IV. Comment parler de Dieu ?
39
En défendant la capacité de la raison humaine de connaître Dieu,
l’Église exprime sa confiance en la possibilité de parler de Dieu à
tous les hommes et avec tous les hommes. Cette conviction est le
point de départ de son dialogue avec les autres religions, avec la
philosophie et les sciences, et aussi avec les incroyants et les
athées.
40
Puisque notre connaissance de Dieu est limitée, notre langage
sur Dieu l’est également. Nous ne pouvons nommer Dieu qu’à partir
des créatures, et selon notre mode humain limité de connaître et de
penser.
41
Les créatures portent toutes une certaine ressemblance de Dieu,
tout spécialement l’homme créé à l’image et à la ressemblance de
Dieu. Les multiples perfections des créatures (leur vérité, leur
bonté, leur beauté) reflètent donc la perfection infinie de Dieu.
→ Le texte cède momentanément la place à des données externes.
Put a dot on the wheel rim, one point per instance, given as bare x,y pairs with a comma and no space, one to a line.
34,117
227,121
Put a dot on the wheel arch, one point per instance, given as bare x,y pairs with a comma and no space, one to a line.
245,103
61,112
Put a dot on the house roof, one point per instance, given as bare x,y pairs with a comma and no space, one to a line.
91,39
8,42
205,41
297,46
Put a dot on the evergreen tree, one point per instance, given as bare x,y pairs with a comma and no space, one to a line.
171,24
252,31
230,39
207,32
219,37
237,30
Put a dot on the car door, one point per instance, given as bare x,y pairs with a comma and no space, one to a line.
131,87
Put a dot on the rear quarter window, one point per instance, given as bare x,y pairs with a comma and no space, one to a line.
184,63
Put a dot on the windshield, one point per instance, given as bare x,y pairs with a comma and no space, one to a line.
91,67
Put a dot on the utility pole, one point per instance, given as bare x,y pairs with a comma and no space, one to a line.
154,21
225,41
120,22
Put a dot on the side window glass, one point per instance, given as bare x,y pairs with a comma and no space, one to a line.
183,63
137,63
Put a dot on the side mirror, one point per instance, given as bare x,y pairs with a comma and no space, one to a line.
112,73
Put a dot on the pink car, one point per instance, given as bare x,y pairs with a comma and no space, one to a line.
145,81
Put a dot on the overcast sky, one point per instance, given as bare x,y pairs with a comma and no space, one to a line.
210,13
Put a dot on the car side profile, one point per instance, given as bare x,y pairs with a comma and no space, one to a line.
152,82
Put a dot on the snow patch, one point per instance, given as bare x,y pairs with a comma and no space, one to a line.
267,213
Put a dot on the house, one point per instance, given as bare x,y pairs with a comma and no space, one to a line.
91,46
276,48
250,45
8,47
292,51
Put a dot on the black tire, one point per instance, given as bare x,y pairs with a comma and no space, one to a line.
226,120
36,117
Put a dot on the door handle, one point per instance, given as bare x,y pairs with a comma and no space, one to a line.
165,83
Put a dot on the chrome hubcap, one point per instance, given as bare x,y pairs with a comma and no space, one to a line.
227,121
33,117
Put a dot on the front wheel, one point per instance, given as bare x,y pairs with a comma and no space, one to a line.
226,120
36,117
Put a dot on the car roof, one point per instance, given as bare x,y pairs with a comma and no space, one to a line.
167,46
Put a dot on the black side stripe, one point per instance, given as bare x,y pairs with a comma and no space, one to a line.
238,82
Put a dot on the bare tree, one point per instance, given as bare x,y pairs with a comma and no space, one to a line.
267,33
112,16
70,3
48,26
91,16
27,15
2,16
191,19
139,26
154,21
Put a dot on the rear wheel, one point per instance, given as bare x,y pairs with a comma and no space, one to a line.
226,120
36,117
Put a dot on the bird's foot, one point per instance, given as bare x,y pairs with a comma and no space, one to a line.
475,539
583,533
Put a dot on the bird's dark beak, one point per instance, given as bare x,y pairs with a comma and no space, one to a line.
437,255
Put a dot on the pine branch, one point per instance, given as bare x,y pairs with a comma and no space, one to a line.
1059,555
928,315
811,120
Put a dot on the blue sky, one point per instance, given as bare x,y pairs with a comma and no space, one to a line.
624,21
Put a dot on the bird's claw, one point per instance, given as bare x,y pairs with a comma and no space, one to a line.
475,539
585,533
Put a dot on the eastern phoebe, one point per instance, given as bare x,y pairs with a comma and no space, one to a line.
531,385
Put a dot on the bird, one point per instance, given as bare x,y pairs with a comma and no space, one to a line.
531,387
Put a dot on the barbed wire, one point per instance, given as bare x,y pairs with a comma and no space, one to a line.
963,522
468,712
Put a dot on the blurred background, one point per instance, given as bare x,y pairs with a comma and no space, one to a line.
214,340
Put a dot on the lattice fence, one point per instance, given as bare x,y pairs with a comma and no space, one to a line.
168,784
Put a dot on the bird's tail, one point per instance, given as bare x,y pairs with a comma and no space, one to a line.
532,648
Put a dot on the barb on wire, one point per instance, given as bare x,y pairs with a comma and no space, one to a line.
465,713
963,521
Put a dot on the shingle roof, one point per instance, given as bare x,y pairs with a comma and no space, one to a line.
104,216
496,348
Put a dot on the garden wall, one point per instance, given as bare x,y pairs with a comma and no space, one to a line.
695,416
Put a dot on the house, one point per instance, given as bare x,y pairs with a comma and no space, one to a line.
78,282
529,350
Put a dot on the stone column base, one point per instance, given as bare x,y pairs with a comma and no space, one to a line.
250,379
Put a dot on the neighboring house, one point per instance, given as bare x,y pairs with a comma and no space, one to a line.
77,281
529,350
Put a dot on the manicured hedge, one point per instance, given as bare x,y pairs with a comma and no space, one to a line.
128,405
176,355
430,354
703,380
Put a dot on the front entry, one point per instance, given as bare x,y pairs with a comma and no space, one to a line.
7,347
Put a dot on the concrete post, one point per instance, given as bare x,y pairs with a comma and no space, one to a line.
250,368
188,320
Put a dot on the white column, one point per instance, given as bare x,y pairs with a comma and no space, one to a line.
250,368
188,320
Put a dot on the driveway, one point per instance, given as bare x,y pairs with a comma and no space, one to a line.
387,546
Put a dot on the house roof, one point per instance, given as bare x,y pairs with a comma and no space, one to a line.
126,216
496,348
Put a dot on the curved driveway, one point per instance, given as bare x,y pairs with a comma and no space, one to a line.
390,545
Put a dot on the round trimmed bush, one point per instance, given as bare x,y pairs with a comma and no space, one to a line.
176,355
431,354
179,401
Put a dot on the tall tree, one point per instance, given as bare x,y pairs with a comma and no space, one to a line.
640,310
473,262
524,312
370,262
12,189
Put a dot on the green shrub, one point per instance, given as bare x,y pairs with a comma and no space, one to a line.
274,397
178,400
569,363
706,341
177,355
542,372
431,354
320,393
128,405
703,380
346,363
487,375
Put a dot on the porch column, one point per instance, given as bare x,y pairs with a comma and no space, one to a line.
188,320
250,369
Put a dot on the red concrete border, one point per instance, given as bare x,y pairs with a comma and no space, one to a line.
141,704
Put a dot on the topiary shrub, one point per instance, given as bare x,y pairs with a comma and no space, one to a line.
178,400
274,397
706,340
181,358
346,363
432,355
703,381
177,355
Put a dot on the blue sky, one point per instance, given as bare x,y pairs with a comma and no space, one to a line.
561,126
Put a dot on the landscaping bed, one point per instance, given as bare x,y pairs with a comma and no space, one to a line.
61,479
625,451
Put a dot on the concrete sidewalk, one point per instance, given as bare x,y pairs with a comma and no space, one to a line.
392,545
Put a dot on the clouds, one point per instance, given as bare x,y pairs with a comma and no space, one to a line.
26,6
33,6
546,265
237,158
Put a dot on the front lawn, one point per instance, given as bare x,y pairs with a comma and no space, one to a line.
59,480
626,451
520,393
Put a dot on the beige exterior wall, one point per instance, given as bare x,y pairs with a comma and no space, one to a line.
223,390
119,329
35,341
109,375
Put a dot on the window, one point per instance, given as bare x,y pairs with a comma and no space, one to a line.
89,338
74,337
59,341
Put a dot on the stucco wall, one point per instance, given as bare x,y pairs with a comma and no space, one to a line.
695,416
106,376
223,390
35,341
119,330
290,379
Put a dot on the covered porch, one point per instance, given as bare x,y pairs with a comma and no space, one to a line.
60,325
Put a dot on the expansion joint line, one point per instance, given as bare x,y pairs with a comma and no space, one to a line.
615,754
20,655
Dès lors, nous pouvons nommer Dieu à partir des perfections de ses
créatures, " car la grandeur et la beauté des créatures font, par
analogie, contempler leur Auteur " (Sg 13, 5).
42
Dieu transcende toute créature. Il faut donc sans cesse purifier
notre langage de ce qu’il a de limité, d’imagé, d’imparfait pour ne
pas confondre le Dieu " ineffable, incompréhensible, invisible,
insaisissable " (Liturgie de S. Jean Chrysostome, Anaphore) avec nos
représentations humaines. Nos paroles humaines restent toujours en
deçà du mystère de Dieu.
43
En parlant ainsi de Dieu, notre langage s’exprime, certes, de
façon humaine, mais il atteint réellement Dieu lui-même, sans
pourtant pouvoir l’exprimer dans son infinie simplicité. En effet,
il faut se rappeler qu’" entre le Créateur et la créature on ne peut
marquer tellement de ressemblance que la dissemblance entre eux ne
soit pas plus grande encore " (Cc. Latran IV : DS 806), et que
" nous ne pouvons saisir de Dieu ce qu’Il est, mais seulement ce
qu’Il n’est pas, et comment les autres êtres se situent par rapport
à Lui " (S. Thomas d’A., s. gent. 1, 30)
EN BREF
44
L’homme est par nature et par vocation un être religieux. Venant de
Dieu, allant vers Dieu, l’homme ne vit une vie pleinement humaine
que s’il vit librement son lien avec Dieu.
45
L’homme est fait pour vivre en communion avec Dieu en qui il trouve
son bonheur : " Quand tout entier je serai en Toi, il n’y aura plus
jamais de chagrin et d’épreuve ; tout entière pleine de Toi, ma vie
sera accomplie " (S. Augustin, conf. 10, 28, 39).
46
Quand il écoute le message des créatures et la voix de sa
conscience, l’homme peut atteindre la certitude de l’existence de
Dieu, cause et fin de tout.
47
L’Église enseigne que le Dieu unique et véritable, notre Créateur et
Seigneur, peut être connu avec certitude par ses œuvres grâce à la
lumière naturelle de la raison humaine (cf. Cc. Vatican I : DS
3026).
48
Nous pouvons réellement nommer Dieu en partant des multiples
perfections des créatures, similitudes du Dieu infiniment parfait,
même si notre langage limité n’en épuise pas le mystère.
49
" La créature sans le Créateur s’évanouit " (GS 36). Voilà pourquoi
les croyants se savent pressés par l’amour du Christ d’apporter la
lumière du Dieu vivant à ceux qui l’ignorent ou le refusent.